But most economists say a big yuan revaluation wouldn't have a major impact on trade.
As long as Americans spend more than they save and the Chinese continue to save at high rates, the trade deficit will endure.
"To achieve any meaningful change in trade flows, you need a reduction in (spending) by countries that spend more than their income and expenditure increases in countries that spend less than their income," said Nouriel Roubini of Roubini Global Economics. "Changes in relative prices are not by themselves sufficient."
America's trade gap with China hit $235 billion last year.

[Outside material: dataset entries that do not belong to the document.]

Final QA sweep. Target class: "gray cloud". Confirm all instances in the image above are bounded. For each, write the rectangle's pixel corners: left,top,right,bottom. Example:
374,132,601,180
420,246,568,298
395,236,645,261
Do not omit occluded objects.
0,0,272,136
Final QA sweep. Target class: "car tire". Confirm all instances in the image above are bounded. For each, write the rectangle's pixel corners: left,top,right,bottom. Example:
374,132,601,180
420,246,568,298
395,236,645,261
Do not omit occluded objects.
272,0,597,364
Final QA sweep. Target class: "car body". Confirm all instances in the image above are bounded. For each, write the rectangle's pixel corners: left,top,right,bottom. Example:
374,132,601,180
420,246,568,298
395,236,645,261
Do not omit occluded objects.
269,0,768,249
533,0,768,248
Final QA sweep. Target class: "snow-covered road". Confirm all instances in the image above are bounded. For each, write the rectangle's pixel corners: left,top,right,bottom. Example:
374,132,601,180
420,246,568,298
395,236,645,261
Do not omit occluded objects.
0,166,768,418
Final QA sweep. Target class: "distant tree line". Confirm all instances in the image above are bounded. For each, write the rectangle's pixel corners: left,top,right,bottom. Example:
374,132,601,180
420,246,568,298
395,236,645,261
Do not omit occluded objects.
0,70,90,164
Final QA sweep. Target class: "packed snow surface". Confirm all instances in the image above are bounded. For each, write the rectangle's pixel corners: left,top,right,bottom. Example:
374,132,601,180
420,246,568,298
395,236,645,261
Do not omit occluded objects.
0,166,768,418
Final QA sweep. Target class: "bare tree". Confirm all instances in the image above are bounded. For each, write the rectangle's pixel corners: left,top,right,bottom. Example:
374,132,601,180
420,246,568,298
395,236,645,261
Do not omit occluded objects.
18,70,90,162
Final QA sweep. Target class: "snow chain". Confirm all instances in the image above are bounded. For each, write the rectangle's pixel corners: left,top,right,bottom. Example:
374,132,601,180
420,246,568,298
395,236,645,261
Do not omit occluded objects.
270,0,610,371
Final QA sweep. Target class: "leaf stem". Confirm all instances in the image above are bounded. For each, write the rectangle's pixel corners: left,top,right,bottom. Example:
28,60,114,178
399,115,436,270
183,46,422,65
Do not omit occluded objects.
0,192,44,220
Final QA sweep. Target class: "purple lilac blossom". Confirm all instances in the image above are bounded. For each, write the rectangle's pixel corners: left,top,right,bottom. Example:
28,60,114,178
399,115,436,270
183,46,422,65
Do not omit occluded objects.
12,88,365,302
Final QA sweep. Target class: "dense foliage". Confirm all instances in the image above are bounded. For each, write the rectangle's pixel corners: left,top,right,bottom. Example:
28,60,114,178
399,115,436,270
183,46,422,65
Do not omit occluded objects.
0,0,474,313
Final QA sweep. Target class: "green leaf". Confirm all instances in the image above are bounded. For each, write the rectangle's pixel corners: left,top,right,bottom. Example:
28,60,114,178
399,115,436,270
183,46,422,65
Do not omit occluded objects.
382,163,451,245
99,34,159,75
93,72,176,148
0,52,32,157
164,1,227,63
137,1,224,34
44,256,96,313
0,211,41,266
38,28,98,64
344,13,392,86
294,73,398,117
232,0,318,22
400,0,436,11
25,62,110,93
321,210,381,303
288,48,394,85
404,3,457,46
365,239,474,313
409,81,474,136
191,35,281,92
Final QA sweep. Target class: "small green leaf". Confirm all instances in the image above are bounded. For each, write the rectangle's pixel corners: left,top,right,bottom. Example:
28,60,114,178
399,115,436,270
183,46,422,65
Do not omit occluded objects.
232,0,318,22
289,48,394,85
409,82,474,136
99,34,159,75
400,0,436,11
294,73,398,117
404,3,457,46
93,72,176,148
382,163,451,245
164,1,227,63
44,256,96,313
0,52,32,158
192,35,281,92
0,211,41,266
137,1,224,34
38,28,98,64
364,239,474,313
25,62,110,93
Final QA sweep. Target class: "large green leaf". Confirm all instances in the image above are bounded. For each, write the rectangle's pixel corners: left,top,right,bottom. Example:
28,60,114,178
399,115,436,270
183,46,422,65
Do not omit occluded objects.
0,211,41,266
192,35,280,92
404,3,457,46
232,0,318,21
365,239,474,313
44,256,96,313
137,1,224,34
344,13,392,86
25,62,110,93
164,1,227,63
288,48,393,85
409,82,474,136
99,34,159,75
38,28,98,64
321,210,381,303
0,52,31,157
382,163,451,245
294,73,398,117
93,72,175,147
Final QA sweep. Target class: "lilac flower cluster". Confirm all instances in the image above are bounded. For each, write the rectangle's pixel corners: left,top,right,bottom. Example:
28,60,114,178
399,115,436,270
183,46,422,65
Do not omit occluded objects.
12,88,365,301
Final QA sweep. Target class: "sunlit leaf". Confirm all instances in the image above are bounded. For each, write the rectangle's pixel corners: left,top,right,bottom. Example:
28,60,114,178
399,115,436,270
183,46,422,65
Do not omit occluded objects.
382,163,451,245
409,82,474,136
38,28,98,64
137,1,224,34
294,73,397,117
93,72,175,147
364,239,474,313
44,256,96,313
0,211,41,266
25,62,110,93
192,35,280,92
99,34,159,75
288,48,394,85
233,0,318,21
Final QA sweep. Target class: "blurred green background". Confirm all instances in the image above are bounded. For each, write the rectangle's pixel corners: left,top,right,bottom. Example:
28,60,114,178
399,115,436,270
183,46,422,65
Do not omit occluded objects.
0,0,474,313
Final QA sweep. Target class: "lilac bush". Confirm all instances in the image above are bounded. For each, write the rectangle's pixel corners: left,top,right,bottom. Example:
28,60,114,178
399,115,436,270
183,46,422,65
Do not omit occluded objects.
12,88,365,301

I've seen various opinions on this matter, but I tend to agree with the above statement. The real issue is the US consumes more than it produces. That is what the trade deficit really represents. I wrote an article dealing with outsourcing that came to the same conclusion: so long as the US buys cheap stuff, we're going to outsource manufacturing to places where it's cheaper to make stuff.
However, I think it's important to realize where this might lead. To quote Paul Volcker from an article he wrote two years ago (and which is still very relevant):
The difficulty is that this seemingly comfortable pattern can't go on indefinitely. I don't know of any country that has managed to consume and invest 6 percent more than it produces for long. The United States is absorbing about 80 percent of the net flow of international capital. And at some point, both central banks and private institutions will have their fill of dollars.